The governor’s plan is far more expansive than the school district PERS plan she successfully pushed for the Legislature to pass last year. Her new plan diverts revenue streams to the school fund for a longer period and is particularly dependent on future capital gains tax revenues, which are historically volatile and make up nearly 40 percent of the forecast receipts in the plan. The $1.3 billion estimate from capital gains is based on an analysis of historical trends by the Office of Economic Analysis, but the actual results would depend on future performance of financial markets and whether Brown can convince lawmakers to divert those tax revenues for 15 years.
Based on cash flow projections from the governor’s office, however, a combination of those revenue streams could be sufficient to reduce some of the $375 million in pension cost increases schools will absorb during the coming two years budget cycle and hold them steady thereafter.
Some elements of the plan, including sweeping part of SAIF’s surplus, are anathema to some members of the business community, who say they depend on low worker’s compensation rates that SAIF’s strong surplus enables.
The Oregon PERS Coalition of public employees also questioned the plan’s legality.

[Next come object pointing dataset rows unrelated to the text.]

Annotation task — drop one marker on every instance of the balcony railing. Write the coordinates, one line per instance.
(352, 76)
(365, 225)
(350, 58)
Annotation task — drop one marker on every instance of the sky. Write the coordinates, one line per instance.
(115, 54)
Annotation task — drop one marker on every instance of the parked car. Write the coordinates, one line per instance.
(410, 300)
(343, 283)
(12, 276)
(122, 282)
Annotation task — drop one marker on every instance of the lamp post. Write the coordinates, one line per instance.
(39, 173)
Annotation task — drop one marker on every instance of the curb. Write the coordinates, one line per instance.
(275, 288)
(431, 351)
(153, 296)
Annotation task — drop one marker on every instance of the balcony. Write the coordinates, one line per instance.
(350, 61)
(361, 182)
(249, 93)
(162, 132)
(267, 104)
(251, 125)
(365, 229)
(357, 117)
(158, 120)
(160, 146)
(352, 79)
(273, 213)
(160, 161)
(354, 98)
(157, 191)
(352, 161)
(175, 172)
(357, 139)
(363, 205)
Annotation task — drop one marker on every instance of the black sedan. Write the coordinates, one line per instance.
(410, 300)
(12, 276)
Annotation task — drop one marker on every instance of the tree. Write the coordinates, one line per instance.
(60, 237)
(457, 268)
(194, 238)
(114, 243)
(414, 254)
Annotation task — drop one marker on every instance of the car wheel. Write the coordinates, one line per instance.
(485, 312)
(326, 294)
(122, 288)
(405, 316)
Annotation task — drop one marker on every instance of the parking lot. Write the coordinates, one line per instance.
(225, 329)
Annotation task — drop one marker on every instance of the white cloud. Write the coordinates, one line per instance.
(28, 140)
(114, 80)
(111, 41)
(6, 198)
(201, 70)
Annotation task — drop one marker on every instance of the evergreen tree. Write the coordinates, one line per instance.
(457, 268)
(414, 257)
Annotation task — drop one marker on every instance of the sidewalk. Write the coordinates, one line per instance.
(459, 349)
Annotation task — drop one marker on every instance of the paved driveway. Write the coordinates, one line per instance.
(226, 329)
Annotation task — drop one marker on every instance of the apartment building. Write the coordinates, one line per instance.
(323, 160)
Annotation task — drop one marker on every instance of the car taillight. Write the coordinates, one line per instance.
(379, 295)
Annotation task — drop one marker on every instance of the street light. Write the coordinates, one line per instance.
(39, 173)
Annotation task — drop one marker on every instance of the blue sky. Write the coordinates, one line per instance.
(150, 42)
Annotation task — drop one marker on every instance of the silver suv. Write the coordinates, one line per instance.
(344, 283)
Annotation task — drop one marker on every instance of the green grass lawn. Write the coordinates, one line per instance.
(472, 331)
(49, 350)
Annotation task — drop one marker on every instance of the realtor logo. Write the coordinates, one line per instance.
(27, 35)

“The proposal described today is a non-starter and lawmakers should reject it right out of the gate,” said a statement from the group. “It would be an immediate salary cut to the tens of thousands of teachers and public employees who educate our children, protect our safety and serve our communities. This convoluted, confusing and ill-conceived proposal also raises serious constitutional and legal issues that would send the state into court for another lengthy and expensive lawsuit.”